O que nós estávamos tentanto entender é: isso é verdade? A Índia poderia se tornar uma fonte, um polo global, de inovação, assim como se tornou um polo global para serviços administrativos e o desenvolvimento de softwares? E, nos últimos quatro anos, meu coautor Phanish Puranam e eu estudamos este assunto.
Inicialmente, as pessoas diriam, na verdade, as pessoas mais agressivas que defendem o modelo de inovação ocidental dizem: "Onde estão os Googles, iPods e Viagras indianos, já que os indianos são tão espertos?" (risos)
Inicialmente, quando começamos nossa pesquisa, nos encontramos com diversos executivos e perguntamos: "O que você acha? A Índia passará de destino favorável para o desenvolvimento de softwares e os serviços administrativos a destino de inovação?" Eles riam. Eles nos dispensavam. Eles diziam: "Quer saber de uma coisa? Indianos não fazem inovação." Os mais educados diziam: "Bem, você sabe, indianos são bons programadores de software e contadores, mas não conseguem fazer o trabalho criativo.
Às vezes, havia um verniz de sofisticação e as pessoas diziam: "Sabe, o problema não são os indianos. É o sistema de educação indiano baseado em regras, que mata toda a criatividade." Eles diziam, em vez disso, se você quer ver criatividade de verdade, vá ao Vale do Silício e veja empresas como Google, Microsoft, Intel.
Então começamos a examinar os laboratórios de P&D e inovação do Vale do Silício. Bem, curiosamente, ao chegar lá, geralmente você é apresentado ao chefe do laboratório de inovação ou do centro de P&D, como eles costumam chamar, e geralmente ele é um indiano. (risos)
Então eu imediatamente dizia: "Bem, você não pode ter sido educado na Índia, certo? Você deve ter se formado aqui". E descobrimos que, em todos os casos, eles vieram do sistema de educação indiano. Então percebemos que talvez estivéssemos avaliando a questão errada, e a questão certa é: os indianos baseados fora da Índia podem fazer um trabalho inovador?
Então fomos para a Índia. E fizemos cerca de uma dúzia de viagens para Bangalore, Mumbai, Gurgaon, Déli, Hiderabade e outras para examinar o nível de inovação empresarial nestas cidades. E o que descobrimos, à medida em que avançamos em nossa pesquisa, foi que estávamos realmente fazendo a pergunta errada.

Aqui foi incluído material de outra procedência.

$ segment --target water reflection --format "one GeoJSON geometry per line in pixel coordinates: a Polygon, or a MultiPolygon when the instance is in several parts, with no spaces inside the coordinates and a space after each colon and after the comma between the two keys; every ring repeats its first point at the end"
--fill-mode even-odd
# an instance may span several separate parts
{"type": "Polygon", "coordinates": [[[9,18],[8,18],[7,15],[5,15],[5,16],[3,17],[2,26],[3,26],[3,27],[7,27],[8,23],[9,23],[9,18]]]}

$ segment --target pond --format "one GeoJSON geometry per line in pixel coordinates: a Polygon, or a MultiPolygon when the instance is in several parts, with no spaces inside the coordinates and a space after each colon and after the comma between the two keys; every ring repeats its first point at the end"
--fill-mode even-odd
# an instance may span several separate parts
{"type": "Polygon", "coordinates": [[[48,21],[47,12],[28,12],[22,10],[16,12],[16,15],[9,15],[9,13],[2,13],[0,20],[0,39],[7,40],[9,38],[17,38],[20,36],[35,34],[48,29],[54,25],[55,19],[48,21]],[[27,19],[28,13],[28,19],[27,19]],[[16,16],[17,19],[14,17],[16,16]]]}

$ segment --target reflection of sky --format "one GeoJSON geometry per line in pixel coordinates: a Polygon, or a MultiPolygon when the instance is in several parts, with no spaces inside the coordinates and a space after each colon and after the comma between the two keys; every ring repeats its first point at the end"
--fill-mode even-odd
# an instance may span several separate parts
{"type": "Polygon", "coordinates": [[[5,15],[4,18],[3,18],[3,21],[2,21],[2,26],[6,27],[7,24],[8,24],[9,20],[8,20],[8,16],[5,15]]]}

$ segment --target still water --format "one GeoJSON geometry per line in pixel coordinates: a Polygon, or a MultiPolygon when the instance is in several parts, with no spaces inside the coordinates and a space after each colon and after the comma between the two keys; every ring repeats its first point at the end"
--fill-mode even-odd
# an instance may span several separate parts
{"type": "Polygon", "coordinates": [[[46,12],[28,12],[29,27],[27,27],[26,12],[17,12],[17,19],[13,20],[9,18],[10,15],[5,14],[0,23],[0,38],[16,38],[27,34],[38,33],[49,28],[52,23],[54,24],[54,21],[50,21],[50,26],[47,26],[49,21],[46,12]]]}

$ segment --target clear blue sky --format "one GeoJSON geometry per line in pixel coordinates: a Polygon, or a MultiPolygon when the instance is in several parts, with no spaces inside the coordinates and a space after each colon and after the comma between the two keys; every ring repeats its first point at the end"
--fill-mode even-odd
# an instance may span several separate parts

Ao perguntarmos: "Onde estão os Googles, iPods e Viagras indianos?", adotamos uma perspectiva específica da inovação, que é a inovação para usuários finais, a inovação visível.
Em vez disso, inovação, se você se lembra, e alguns de vocês devem ter lido o famoso economista Schumpeter, ele dizia: "Inovação é novidade na forma como se cria e se distribui valor." Podem ser novos produtos e serviços, mas também novas formas de produzir os produtos. Podem ser também novas formas de organizar firmas e indústrias.
Uma vez que se assume isso, não há razão para se restringir a inovação, os beneficiários da inovação, apenas aos usuários finais. Quando se assume este conceito mais amplo de inovação, o que percebemos é que a Índia se destaca em inovação, mas a inovação que está sendo feita na Índia é de uma forma que não previmos, e que chamados de "inovação invisível." Especificamente, há quatro tipos de inovação invisível sendo produzidas na Índia.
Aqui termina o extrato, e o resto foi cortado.